Ryan had barely gotten the door closed before I was tugging at his
clothes in a frenzy, trying to get them off. We somehow managed to make
it to the bed, leaving a trail of clothes along the way, but not
without nearly tripping over each other a few times and me almost
biting poor Ryan's tongue off, as we tried to walk, strip, and kiss all
at the same time. So much for multi-tasking!
As soon as we were on the bed and I'd managed to yank down his
boxer-briefs, leaving them tangled around his ankles, I immediately
dove down onto his hard cock. The way he started writhing and moaning
loudly let me know that my skill had improved over the past few months.
Before I knew it, Ryan had lifted me up and shifted me into a
sixty-nine position, which was our favorite, and began returning the
favor. I gasped when I felt his warm mouth close around my erection, as
he
started bobbing up and down furiously, running his tongue along the
shaft
as he sucked. The way he was working on my cock like a pro made it a
toss up as to whether I preferred sucking him or getting sucked more.

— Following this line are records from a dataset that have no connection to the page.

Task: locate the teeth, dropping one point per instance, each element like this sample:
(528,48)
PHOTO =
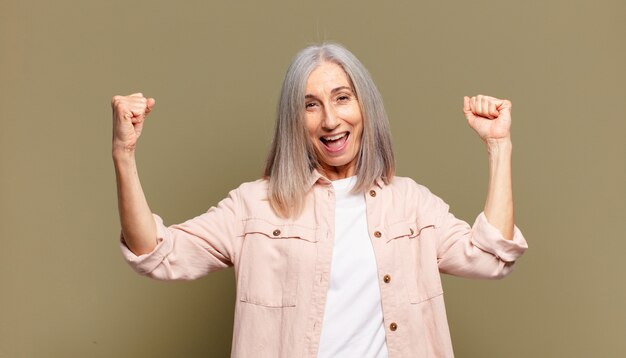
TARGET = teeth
(335,137)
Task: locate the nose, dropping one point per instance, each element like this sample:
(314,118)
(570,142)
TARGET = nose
(330,120)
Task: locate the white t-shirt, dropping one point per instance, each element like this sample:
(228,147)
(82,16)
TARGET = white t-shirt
(353,318)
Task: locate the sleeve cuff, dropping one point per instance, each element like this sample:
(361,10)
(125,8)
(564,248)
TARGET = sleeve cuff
(490,239)
(146,263)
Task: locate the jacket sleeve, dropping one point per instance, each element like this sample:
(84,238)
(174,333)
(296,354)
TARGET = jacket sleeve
(192,249)
(479,251)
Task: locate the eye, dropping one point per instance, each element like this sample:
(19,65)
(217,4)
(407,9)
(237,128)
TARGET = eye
(343,98)
(310,105)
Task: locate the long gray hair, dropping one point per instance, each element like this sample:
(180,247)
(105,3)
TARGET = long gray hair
(292,157)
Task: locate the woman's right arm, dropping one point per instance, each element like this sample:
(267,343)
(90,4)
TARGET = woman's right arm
(138,226)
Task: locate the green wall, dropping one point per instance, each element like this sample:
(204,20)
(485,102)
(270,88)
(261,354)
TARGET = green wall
(215,68)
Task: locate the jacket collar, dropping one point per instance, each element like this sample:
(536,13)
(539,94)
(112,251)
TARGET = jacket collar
(317,177)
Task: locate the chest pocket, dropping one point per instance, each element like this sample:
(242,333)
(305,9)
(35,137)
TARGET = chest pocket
(416,247)
(272,258)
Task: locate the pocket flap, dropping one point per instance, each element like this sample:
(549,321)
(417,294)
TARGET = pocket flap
(405,229)
(282,231)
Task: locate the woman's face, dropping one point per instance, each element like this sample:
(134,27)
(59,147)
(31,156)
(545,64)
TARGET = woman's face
(333,120)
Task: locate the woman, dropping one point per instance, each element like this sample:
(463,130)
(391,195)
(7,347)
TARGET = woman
(334,255)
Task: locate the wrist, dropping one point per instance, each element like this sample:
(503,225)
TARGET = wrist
(122,156)
(499,145)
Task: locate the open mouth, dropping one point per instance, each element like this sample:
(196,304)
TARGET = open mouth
(335,143)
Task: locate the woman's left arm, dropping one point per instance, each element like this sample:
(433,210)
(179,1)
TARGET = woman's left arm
(491,119)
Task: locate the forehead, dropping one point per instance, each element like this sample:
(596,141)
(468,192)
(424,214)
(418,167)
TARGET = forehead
(327,74)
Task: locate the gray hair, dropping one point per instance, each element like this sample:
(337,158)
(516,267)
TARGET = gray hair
(292,158)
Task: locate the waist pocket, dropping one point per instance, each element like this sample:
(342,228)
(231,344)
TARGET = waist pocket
(416,247)
(270,262)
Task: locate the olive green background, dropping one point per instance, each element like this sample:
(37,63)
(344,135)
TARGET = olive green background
(215,69)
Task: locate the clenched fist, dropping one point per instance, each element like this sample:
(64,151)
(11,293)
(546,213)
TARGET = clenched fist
(489,117)
(129,113)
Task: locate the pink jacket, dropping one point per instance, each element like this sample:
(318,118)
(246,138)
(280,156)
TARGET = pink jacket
(283,266)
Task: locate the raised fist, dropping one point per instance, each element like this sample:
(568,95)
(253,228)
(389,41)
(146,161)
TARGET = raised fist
(490,117)
(129,113)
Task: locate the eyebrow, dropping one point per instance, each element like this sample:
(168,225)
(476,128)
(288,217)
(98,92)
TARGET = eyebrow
(334,90)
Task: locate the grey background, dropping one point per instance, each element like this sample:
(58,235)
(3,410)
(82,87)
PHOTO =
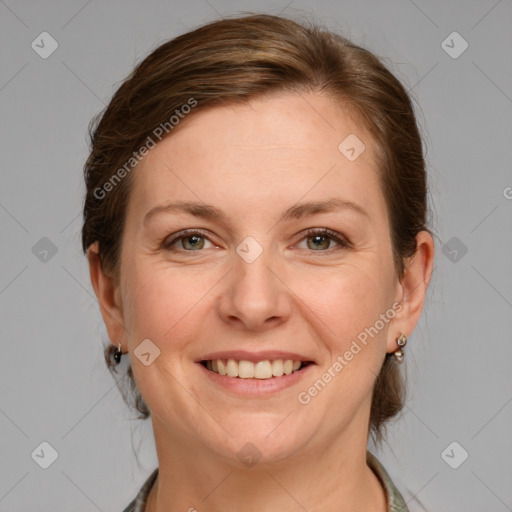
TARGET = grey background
(54,384)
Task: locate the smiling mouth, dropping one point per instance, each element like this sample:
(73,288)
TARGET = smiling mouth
(243,369)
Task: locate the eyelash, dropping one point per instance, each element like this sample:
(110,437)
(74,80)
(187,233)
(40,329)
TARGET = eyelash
(343,243)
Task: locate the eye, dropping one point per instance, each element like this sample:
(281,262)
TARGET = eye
(320,239)
(190,241)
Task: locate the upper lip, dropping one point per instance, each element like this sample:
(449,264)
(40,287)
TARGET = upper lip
(239,355)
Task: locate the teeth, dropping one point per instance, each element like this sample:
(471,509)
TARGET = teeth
(249,370)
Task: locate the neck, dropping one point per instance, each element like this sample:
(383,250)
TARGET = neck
(336,474)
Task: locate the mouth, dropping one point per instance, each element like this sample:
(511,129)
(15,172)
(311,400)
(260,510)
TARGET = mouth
(261,370)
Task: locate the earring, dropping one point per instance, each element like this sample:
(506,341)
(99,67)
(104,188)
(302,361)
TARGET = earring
(117,355)
(402,341)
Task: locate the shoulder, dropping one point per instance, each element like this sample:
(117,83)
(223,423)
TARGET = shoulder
(396,502)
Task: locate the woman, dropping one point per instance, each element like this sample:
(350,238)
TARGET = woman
(255,226)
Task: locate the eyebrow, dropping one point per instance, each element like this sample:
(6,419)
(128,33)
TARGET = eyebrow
(297,211)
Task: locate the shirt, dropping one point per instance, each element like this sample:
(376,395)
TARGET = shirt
(395,500)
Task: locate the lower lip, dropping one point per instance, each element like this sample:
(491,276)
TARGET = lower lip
(256,386)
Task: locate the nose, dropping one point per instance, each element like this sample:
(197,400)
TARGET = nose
(255,297)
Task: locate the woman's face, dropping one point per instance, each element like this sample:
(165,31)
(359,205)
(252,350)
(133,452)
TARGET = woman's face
(255,280)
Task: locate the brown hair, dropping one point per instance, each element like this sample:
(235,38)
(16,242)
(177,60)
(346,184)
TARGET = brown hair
(231,61)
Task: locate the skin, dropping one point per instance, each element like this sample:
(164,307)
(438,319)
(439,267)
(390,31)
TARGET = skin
(254,161)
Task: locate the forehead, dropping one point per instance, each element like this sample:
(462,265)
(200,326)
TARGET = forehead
(273,149)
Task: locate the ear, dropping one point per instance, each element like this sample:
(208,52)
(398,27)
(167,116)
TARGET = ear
(108,294)
(413,288)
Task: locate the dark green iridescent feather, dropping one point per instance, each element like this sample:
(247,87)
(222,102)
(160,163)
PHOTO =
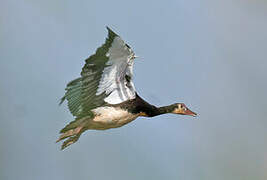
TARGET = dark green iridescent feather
(81,92)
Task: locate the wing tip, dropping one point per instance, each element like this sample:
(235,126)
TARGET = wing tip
(110,32)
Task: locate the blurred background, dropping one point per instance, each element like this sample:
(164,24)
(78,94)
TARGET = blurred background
(209,54)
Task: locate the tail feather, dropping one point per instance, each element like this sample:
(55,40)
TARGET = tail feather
(72,131)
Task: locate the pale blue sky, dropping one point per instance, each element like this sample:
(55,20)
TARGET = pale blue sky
(209,54)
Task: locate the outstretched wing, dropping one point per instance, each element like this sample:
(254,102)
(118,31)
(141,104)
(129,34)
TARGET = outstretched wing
(105,78)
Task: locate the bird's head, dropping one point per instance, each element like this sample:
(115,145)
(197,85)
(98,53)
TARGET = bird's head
(180,108)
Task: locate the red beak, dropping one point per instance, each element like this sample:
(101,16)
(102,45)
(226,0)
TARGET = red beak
(190,113)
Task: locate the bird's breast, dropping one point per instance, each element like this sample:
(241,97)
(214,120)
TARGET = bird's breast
(111,117)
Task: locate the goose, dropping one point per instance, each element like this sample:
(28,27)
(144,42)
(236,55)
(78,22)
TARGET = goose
(104,96)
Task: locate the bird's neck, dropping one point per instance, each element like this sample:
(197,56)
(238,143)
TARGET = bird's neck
(155,111)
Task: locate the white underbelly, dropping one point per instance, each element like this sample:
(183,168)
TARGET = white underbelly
(110,117)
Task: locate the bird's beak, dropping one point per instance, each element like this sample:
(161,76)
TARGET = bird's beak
(190,113)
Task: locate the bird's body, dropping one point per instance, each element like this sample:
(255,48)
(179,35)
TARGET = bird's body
(104,96)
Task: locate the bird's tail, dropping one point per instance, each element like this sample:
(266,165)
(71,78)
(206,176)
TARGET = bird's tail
(72,131)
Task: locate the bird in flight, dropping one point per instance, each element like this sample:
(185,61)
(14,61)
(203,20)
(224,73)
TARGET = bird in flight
(104,96)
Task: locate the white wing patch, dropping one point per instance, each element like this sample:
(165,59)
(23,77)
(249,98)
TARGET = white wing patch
(113,81)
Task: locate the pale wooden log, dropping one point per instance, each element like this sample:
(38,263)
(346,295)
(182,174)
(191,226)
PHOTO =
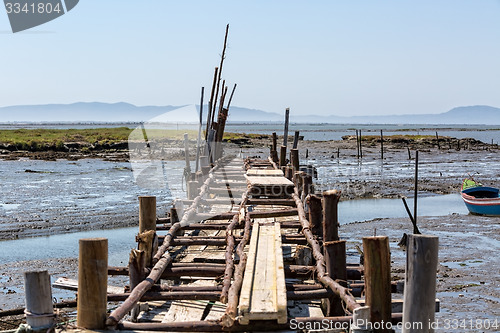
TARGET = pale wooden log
(147,213)
(192,189)
(92,283)
(330,215)
(378,279)
(137,273)
(315,215)
(263,292)
(420,282)
(148,243)
(285,132)
(294,159)
(274,146)
(39,309)
(307,187)
(186,155)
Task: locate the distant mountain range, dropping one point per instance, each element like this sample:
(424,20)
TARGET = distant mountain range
(125,112)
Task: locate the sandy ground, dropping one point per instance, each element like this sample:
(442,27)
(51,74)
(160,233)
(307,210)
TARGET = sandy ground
(469,270)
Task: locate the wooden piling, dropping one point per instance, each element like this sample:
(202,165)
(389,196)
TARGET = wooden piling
(357,144)
(315,215)
(360,149)
(296,140)
(198,144)
(378,279)
(192,189)
(39,309)
(92,283)
(285,132)
(294,159)
(415,195)
(330,215)
(307,187)
(275,142)
(381,145)
(186,156)
(147,213)
(283,156)
(334,249)
(420,282)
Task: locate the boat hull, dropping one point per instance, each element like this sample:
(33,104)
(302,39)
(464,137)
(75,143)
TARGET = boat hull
(482,200)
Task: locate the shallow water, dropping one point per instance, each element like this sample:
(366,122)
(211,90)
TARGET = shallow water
(121,240)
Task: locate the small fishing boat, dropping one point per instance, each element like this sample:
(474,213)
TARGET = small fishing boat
(480,199)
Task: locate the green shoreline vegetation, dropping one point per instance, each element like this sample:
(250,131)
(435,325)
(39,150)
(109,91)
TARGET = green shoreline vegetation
(40,139)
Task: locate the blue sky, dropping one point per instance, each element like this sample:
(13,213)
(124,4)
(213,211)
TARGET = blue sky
(316,57)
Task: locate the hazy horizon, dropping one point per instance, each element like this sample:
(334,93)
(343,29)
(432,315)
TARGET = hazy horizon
(326,57)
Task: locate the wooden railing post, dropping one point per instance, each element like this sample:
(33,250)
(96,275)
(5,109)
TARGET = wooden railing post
(283,156)
(92,283)
(378,281)
(315,215)
(39,309)
(147,227)
(420,283)
(334,249)
(294,159)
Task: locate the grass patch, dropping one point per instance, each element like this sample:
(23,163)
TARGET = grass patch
(42,137)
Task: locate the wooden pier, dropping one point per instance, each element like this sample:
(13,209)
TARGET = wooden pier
(244,254)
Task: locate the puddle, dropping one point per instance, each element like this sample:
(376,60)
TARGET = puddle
(120,242)
(369,209)
(10,206)
(461,264)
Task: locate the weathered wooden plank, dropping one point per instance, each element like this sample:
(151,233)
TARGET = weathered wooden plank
(263,293)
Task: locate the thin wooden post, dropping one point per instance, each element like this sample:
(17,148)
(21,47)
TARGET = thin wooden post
(315,215)
(147,213)
(274,156)
(283,156)
(360,149)
(192,189)
(420,283)
(378,280)
(306,185)
(330,215)
(381,145)
(415,196)
(187,171)
(357,144)
(92,283)
(39,309)
(210,103)
(296,140)
(199,132)
(285,132)
(294,159)
(335,249)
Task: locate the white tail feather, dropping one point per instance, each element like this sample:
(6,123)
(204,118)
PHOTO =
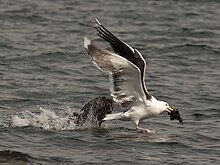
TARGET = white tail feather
(113,116)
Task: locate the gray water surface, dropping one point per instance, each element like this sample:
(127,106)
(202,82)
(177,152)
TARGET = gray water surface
(45,76)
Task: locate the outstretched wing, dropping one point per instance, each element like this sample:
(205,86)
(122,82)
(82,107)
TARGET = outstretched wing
(124,50)
(124,76)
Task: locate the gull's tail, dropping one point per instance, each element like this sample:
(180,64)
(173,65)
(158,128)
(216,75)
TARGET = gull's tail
(114,116)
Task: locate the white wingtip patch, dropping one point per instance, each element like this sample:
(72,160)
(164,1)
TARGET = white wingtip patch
(86,42)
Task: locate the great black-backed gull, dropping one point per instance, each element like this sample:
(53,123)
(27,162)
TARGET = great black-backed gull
(126,69)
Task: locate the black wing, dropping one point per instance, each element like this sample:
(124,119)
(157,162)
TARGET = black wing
(124,50)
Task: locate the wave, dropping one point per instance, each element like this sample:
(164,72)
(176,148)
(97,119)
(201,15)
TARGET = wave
(15,157)
(46,119)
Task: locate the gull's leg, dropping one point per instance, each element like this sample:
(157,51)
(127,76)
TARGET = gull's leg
(142,130)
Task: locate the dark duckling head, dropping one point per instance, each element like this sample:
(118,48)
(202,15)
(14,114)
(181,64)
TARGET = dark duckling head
(175,115)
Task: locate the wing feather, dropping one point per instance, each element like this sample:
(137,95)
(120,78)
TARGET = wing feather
(124,50)
(125,77)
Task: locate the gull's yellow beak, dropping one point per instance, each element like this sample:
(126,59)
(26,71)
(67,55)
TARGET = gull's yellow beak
(169,109)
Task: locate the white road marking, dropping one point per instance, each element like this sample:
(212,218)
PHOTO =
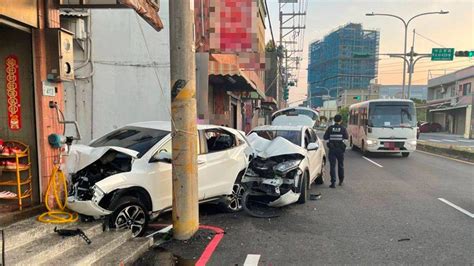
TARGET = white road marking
(449,140)
(252,260)
(457,207)
(445,157)
(372,161)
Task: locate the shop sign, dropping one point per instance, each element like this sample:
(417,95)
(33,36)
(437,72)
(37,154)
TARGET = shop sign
(13,92)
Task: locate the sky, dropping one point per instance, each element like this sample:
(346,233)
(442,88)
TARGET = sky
(454,30)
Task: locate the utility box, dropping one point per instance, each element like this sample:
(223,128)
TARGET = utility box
(60,55)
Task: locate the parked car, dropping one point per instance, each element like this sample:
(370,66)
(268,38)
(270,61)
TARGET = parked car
(126,174)
(427,127)
(289,159)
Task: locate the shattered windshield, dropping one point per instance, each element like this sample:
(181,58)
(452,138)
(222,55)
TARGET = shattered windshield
(134,138)
(392,115)
(291,135)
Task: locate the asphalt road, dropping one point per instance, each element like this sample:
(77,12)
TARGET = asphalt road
(389,214)
(457,140)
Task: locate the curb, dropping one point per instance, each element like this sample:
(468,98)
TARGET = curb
(15,216)
(447,150)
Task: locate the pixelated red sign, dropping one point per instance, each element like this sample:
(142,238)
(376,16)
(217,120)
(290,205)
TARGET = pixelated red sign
(13,92)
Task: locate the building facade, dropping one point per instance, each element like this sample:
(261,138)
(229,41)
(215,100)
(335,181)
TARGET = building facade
(230,59)
(450,102)
(345,58)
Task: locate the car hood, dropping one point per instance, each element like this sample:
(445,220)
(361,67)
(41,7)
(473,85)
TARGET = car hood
(298,120)
(265,148)
(81,156)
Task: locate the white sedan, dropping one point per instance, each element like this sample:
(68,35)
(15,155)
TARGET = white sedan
(126,174)
(289,159)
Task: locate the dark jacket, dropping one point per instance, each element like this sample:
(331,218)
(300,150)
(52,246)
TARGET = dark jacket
(335,135)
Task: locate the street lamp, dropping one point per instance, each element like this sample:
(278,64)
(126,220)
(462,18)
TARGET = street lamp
(406,23)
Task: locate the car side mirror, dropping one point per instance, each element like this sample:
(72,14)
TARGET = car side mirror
(313,146)
(162,156)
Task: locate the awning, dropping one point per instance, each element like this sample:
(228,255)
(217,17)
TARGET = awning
(224,70)
(448,108)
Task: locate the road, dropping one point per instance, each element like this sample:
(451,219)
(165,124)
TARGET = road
(457,140)
(363,221)
(388,212)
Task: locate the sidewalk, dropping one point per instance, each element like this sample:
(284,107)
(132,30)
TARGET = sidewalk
(465,153)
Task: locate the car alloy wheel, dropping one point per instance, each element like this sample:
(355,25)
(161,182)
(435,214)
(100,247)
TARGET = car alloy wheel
(235,199)
(131,217)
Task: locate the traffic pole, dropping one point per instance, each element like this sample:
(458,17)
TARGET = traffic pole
(185,211)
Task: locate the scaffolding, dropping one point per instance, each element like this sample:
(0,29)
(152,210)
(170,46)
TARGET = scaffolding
(332,64)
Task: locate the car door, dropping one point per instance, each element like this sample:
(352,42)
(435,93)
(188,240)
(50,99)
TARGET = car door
(313,154)
(161,174)
(221,163)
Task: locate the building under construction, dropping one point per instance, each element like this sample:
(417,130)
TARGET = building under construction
(344,59)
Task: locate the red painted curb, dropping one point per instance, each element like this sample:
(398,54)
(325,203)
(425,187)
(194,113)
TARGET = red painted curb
(210,248)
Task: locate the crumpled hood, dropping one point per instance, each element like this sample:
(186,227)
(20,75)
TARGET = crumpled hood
(270,148)
(81,156)
(298,120)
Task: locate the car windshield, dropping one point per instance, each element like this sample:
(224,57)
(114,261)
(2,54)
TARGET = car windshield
(296,112)
(291,135)
(392,115)
(135,138)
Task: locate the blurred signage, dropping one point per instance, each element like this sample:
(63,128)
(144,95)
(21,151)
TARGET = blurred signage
(13,92)
(24,11)
(442,54)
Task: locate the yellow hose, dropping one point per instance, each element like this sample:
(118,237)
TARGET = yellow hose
(57,216)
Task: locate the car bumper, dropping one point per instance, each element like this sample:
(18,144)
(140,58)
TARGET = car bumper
(87,207)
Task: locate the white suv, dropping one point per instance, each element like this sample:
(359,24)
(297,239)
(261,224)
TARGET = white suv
(126,174)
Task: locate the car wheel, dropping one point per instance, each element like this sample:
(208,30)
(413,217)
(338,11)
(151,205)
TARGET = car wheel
(320,178)
(233,202)
(129,213)
(303,189)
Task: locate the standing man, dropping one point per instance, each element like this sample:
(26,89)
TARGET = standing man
(335,136)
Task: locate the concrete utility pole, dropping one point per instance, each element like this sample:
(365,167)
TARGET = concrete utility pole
(183,116)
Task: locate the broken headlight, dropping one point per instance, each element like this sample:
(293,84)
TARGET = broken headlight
(283,168)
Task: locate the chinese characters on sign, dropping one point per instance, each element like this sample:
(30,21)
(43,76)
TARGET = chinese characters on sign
(442,54)
(13,92)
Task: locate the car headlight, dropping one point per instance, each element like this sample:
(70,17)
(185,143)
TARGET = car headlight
(251,173)
(285,167)
(371,142)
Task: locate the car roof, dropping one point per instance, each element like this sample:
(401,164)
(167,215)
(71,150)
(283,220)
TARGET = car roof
(166,125)
(276,128)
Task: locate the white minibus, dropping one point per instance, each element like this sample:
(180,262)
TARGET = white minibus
(383,125)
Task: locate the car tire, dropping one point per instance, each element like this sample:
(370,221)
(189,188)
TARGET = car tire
(233,203)
(303,189)
(129,213)
(320,178)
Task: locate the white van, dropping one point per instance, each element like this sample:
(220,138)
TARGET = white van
(384,125)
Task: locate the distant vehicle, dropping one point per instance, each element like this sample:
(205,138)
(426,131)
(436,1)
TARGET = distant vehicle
(384,125)
(126,174)
(296,116)
(427,127)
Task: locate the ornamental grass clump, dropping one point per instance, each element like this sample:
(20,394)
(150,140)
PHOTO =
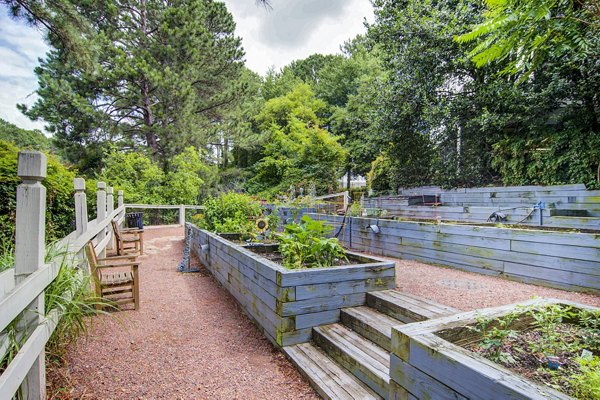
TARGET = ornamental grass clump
(305,245)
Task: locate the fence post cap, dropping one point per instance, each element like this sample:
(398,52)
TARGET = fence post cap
(32,165)
(79,184)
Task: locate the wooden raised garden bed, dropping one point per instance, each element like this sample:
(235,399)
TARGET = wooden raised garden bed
(429,359)
(286,304)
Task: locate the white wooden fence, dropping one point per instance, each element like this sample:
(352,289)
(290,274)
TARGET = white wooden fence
(22,288)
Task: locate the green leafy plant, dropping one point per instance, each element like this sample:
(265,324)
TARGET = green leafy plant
(546,320)
(305,245)
(494,333)
(230,213)
(590,321)
(586,384)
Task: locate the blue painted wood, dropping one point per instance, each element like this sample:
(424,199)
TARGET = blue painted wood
(317,319)
(421,385)
(336,274)
(320,304)
(344,287)
(572,252)
(558,277)
(295,337)
(481,380)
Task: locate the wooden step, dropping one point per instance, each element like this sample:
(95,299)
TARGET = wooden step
(367,361)
(372,324)
(406,307)
(330,380)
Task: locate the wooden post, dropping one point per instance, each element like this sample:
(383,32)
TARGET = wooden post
(110,207)
(101,212)
(81,217)
(181,214)
(30,245)
(120,201)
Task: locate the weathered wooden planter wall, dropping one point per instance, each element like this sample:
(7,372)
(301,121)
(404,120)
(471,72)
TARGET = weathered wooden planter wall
(567,206)
(286,304)
(565,260)
(424,365)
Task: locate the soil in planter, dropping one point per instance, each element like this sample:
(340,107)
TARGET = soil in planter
(275,256)
(526,352)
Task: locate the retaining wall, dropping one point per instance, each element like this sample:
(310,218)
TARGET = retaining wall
(564,260)
(567,206)
(284,303)
(423,365)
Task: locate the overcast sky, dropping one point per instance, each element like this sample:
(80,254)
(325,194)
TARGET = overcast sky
(290,30)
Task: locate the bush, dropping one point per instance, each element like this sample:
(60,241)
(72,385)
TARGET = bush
(59,183)
(305,245)
(230,213)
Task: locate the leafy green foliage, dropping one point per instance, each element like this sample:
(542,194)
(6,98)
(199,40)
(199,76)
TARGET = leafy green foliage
(586,384)
(546,319)
(187,179)
(298,151)
(305,245)
(444,121)
(164,72)
(230,213)
(59,183)
(521,34)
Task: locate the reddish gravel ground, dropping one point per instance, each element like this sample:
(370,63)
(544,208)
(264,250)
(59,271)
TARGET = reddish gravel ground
(189,340)
(469,291)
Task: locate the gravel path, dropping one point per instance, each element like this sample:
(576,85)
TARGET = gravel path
(189,340)
(469,291)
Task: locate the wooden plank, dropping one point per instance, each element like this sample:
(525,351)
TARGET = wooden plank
(564,279)
(472,376)
(336,274)
(344,287)
(28,354)
(320,304)
(327,377)
(553,249)
(421,385)
(317,319)
(373,325)
(364,359)
(7,282)
(25,292)
(295,337)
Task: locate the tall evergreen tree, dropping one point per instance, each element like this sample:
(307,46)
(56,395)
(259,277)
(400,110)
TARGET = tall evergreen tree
(165,72)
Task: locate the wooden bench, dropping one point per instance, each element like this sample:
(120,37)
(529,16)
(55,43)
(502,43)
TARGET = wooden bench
(116,278)
(129,241)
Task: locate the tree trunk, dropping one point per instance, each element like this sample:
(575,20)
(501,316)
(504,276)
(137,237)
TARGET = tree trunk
(348,178)
(151,139)
(225,153)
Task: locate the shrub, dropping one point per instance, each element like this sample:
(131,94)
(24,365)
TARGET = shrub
(59,192)
(230,213)
(304,245)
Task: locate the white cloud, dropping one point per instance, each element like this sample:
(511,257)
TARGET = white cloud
(20,48)
(295,29)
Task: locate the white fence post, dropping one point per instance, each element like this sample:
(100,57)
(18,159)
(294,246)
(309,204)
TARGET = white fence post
(81,217)
(30,238)
(101,212)
(110,207)
(182,215)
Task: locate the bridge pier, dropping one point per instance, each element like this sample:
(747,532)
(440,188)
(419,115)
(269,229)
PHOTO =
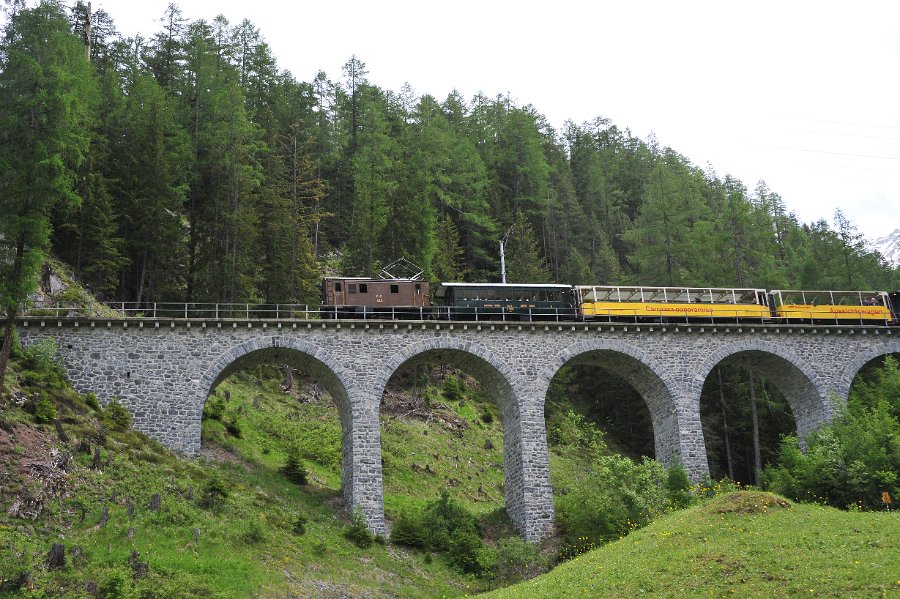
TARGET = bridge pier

I could tell Ryan was getting close as he started grunting more loudly
and his hands began fiercely kneading my ass cheeks. However, before my
mind had time to process what was happening, I suddenly felt a finger
slip in between my cheeks and start rubbing at my hole. The next thing
I realized, I'd jumped off of Ryan as though he'd just stuck me with a
cattle prod, and I found myself on the floor gasping for air and
shaking
uncontrollably. Funnily enough, I didn't even consider what had
just happened or why. I was more concerned that Ryan wouldn't go get
Maggie, because I really didn't want her to see me sitting buck naked
on the floor and wonder what had just been going on.
The next sensation I felt was Ryan's strong arms holding me tightly
against his body, rocking me gently back and forth, and I just started
bawling like a little baby. I was terrified, and at that moment, I
didn't know why ... which scared me even more. I don't know how long we
sat there on the floor with me crying my eyes out, but I eventually got
myself under control and we got back into bed, where Ryan continued to
hold me tightly.
He kept trying to get me to tell him what was wrong, but I wasn't so
sure myself. I was starting to worry that he was going to
think I was some kind of nutcase and decide to ditch me for someone a
little more stable. He had to think it was rather odd that I could go
from being so elated to being a sobbing wreck, lying on the floor, in a
matter of seconds.
I wasn't able to sleep that night, even wrapped up in the warm embrace
of my boyfriend. My mind was racing at
a million miles a minute. The only thing I finally managed to figure
out, after tossing and turning for what seemed like hours, was
that I freaked out when Ryan touched me "back there." And there was
really only one reason why that would freak me out. I'd really thought
I was fine, but it took me by surprise, and I didn't like that at all.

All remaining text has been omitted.